With the support of the City of Santa Fe River Commission and Parks and Recreation Department, the Santa Fe Watershed Association, and former representatives from the Santa Fe County Commission and the Santa Fe Arts Commission, Poetry Pollinators on the Santa Fe River has facilitated the creation of an artist-commissioned bee hotel as a donation to the City of Santa Fe, located along the East Alameda river path. The Camino Escondido Bee Hotel integrates an educational panel and presents one poem panel that can be changed seasonally, and now serves as a quiet spot for personal contemplation as well as poetry readings and educational workshops.

Support and Feed: Covid-19 Crisis Response

In response to the pandemic, we were honored to serve as fiscal sponsor for this worthy new initiative that sprang into being through the efforts of a tireless group of volunteers and the vision of Maggie Baird, actress, screenwriter, and mother of Grammy-Award artists Finneas and Billie Eilish.

Support + Feed began as a crisis response initiative to provide plant-based meals prepared by local restaurants to individuals, children, and families disproportionately affected by the pandemic, while showcasing the benefits of a plant-based diet. Since then, Support + Feed has grown into an established organization with a mission to positively impact the environment and combat food insecurity by providing plant-based food and education about its benefits to underserved, distressed, or historically marginalized communities.
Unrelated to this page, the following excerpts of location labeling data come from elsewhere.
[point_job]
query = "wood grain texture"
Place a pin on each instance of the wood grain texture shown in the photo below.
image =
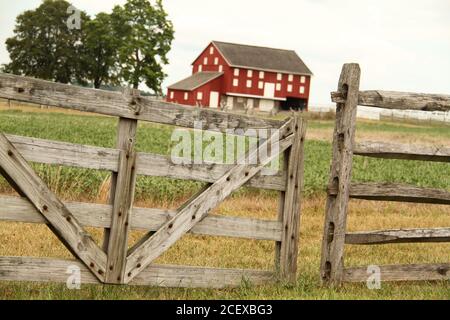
(56, 270)
(60, 219)
(153, 245)
(90, 157)
(66, 154)
(14, 209)
(403, 151)
(115, 104)
(292, 205)
(411, 272)
(332, 262)
(398, 236)
(395, 192)
(162, 166)
(122, 197)
(399, 100)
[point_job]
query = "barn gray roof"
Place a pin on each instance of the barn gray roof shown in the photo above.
(262, 58)
(195, 81)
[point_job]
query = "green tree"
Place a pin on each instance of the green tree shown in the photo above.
(100, 50)
(44, 47)
(146, 36)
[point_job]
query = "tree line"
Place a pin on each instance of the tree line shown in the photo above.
(126, 47)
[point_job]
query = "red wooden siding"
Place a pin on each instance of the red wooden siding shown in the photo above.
(224, 84)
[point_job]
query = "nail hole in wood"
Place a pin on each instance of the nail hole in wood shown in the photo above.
(327, 272)
(344, 91)
(330, 236)
(341, 138)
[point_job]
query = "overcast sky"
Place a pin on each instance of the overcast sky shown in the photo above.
(401, 45)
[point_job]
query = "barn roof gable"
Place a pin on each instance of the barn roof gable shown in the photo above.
(195, 81)
(261, 58)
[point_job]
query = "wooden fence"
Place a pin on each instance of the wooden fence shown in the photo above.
(114, 263)
(341, 189)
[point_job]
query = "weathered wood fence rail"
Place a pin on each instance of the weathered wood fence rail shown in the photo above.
(114, 263)
(341, 189)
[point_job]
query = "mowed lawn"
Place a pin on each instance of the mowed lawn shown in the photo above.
(89, 185)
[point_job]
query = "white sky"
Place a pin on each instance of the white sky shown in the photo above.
(401, 45)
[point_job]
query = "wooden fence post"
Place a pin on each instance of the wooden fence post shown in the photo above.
(341, 172)
(121, 197)
(290, 205)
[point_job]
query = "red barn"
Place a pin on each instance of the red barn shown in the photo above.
(236, 76)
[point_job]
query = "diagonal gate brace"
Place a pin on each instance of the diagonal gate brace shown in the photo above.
(154, 245)
(61, 221)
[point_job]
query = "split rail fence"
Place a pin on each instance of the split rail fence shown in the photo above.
(114, 263)
(341, 188)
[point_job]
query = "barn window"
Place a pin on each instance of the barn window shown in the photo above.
(261, 85)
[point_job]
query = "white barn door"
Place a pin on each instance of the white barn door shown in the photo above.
(214, 100)
(269, 90)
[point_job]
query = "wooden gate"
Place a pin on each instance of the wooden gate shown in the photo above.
(340, 188)
(114, 263)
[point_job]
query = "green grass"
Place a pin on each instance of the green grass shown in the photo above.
(82, 184)
(308, 289)
(100, 131)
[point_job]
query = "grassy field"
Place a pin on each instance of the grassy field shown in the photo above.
(88, 185)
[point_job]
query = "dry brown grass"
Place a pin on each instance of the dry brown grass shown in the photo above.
(35, 240)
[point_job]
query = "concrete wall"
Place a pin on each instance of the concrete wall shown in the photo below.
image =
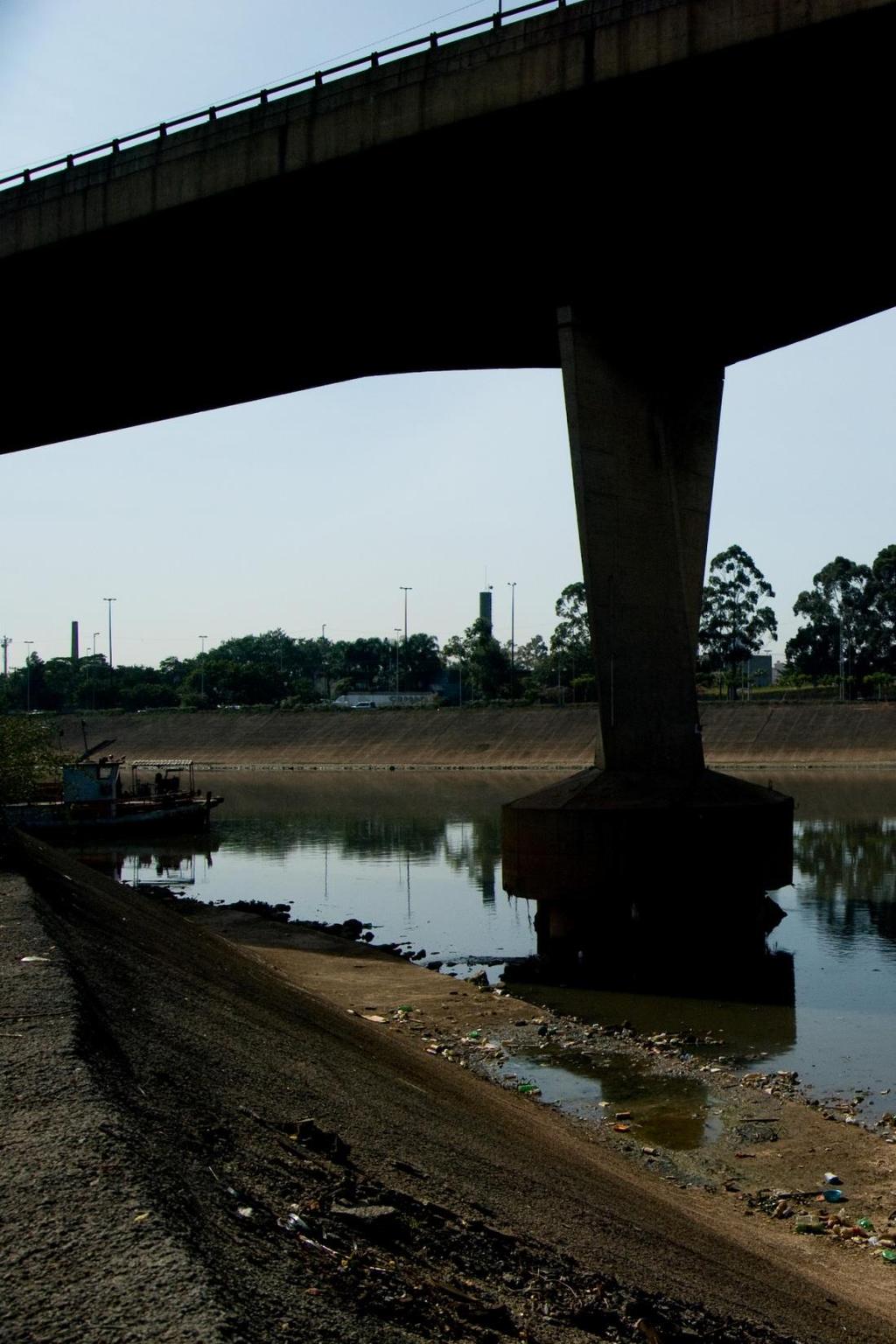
(737, 735)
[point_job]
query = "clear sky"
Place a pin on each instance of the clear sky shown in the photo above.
(308, 509)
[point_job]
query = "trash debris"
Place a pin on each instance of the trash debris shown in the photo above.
(309, 1133)
(364, 1215)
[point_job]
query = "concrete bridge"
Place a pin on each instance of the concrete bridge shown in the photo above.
(637, 192)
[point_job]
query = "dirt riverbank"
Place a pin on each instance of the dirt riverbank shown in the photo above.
(737, 735)
(313, 1172)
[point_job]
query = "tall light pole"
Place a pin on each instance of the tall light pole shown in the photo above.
(202, 666)
(27, 644)
(93, 674)
(110, 599)
(512, 586)
(406, 591)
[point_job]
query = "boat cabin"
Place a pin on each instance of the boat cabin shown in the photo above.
(167, 779)
(92, 781)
Operating in Los Angeles, New York, Philadelphia, and Washington DC, volunteers delivered nearly 60,000 meals in 2020 through partnerships with vetted organizations such as homeless and women’s shelters, family and children’s programs, food banks, senior centers, LGBTQ programs, and community centers.

Our multidisciplinary practice leads to creative interventions, arts programming, and fiscal sponsorship for select projects that relieve suffering, cultivate transformation, and make life on earth better for all beings.

Past Projects & Events:

The Torso Project

This long term collaborative art project, organized by Julie & Matthew Chase-Daniel from 2007-2010, was an invitation for pregnant women to create a living legacy of the mystery, magic, and relationship to nature that the pregnant form represents. The goal of the Torso Project is to empower and support women, men and children during the life changes evoked by pregnancy and birth. Life-cast torsos of women at full-term were created in editions of three. One was given back to the woman from whom it was cast. The second was placed in the wilderness near the location of the birth and left as an offering to the natural world. The third was held by the artists for exhibition of the entire group of torso sculptures. For participants, and through the wilderness placements and public exhibitions, this project invites a new way of experiencing the way we all live as a family of the earth.

The Muse in the House: An evening to celebrate In the Family Way

Meditative Song Group

Led by vocalist Annette Cantor from 2007-2009, this meditative song group met in a series of four weekly classes dedicated to the celebration of spirit through song for people whose families are reforming after divorce, loss, or other life changes. Accompanied by the tambura, participants were invited to sing and relax into the still point that is the source of our creativity and emerge profoundly refreshed and centered in mind and body.

Pottery for Parents and Children

Weekly pottery classes for children (five and up) and their adult companions were offered as a six-week series facilitated by Julie and Matthew Chase-Daniel in 2007. Participants learned a variety of hand-building techniques through working on a set of cups and bowls for daily use. Classes offered parents and children a chance to connect and have fun amid the challenges of daily life.

Journal Project for Tweens and Teens

In this empowering program, led by photographer Anne Hayunga from 2007-2008, young girls learned how to blend text and photographs they created themselves into journals to capture the questions and revelations of their age. Journal groups met in a series of 4 weekly classes dedicated to fostering creative self-expression through photography, writing, and drawing.

In the Family Way is a federally recognized tax-exempt 501c3 public charity. Donations are tax-deductible to the extent allowed by law.